Tobacco may also be a valuable weapon in the fight against HIV, the virus that causes AIDS. With grant support, University of Louisville researchers are working to develop a tobacco-based gel to prevent HIV transmission.
“It is exciting to see this high-tech industry advancing in Kentucky,” Chambers says. “As the technology continues to improve, it will hopefully allow for more applications to be commercially viable.”
Next time you’re sipping on a classic Old Fashioned, thank Kentucky. A claim to fame for the state, the time-honored tradition of making fine Bourbon has been passed down and unchanged since the early 1700s.
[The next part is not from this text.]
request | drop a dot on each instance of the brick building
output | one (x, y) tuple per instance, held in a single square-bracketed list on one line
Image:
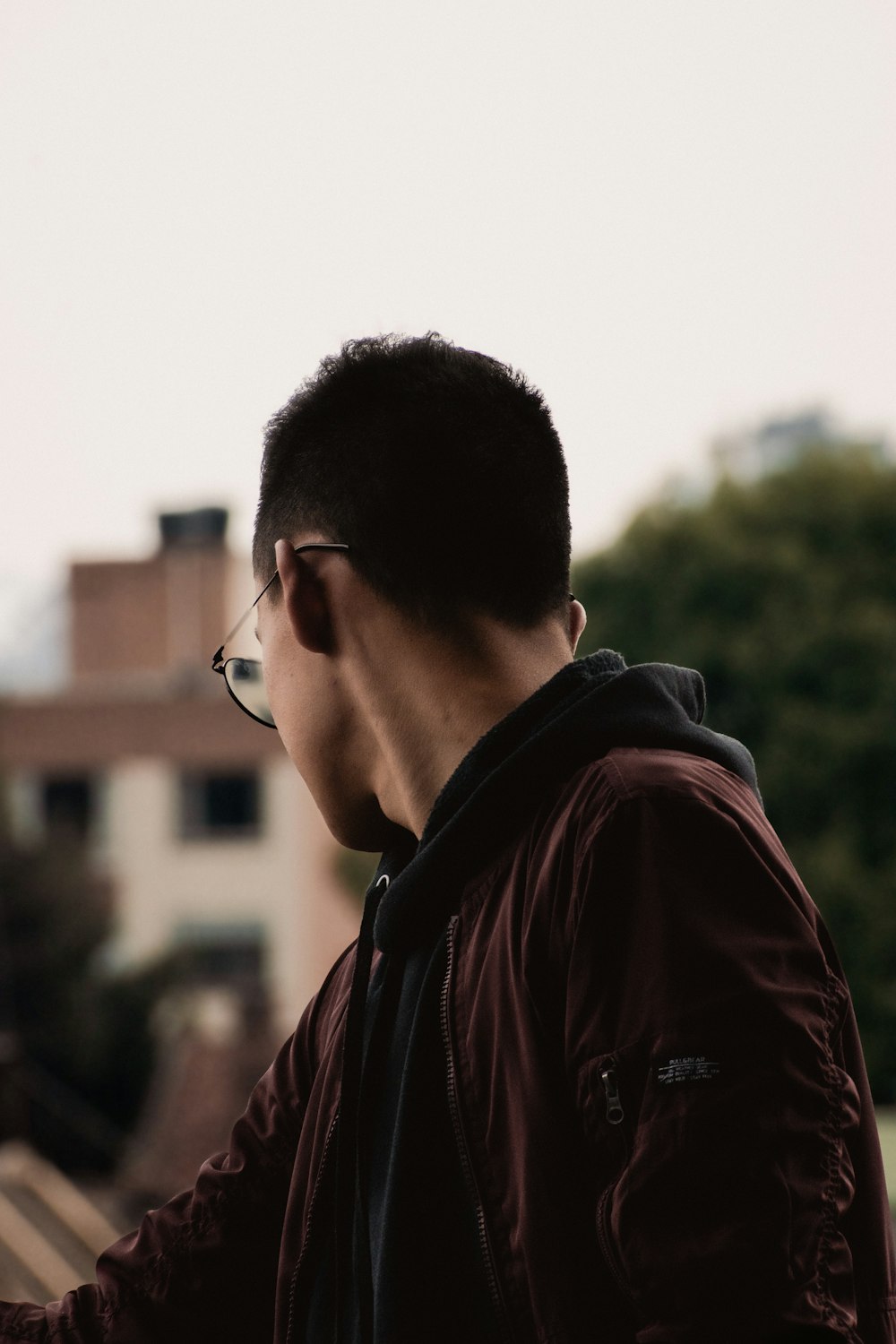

The tradition began when early farmers found that converting corn and other grains to whiskey made them easily transportable and prevented the excess grain from rotting. They shipped the whiskey in oak barrels to New Orleans, and as the whiskey aged, the oak gave it its flavor and color.
Kentucky’s Bourbon industry grew over the next few centuries, and today, the industry helps create 15,400 jobs and generates more than $195 million in tax revenue for the state each year. The Kentucky Bourbon Trail, which features seven distilleries in central Kentucky, is a boon to the state’s tourism industry, with nearly 2.5 million visitors from all 50 states and 25 countries visiting in the past five years.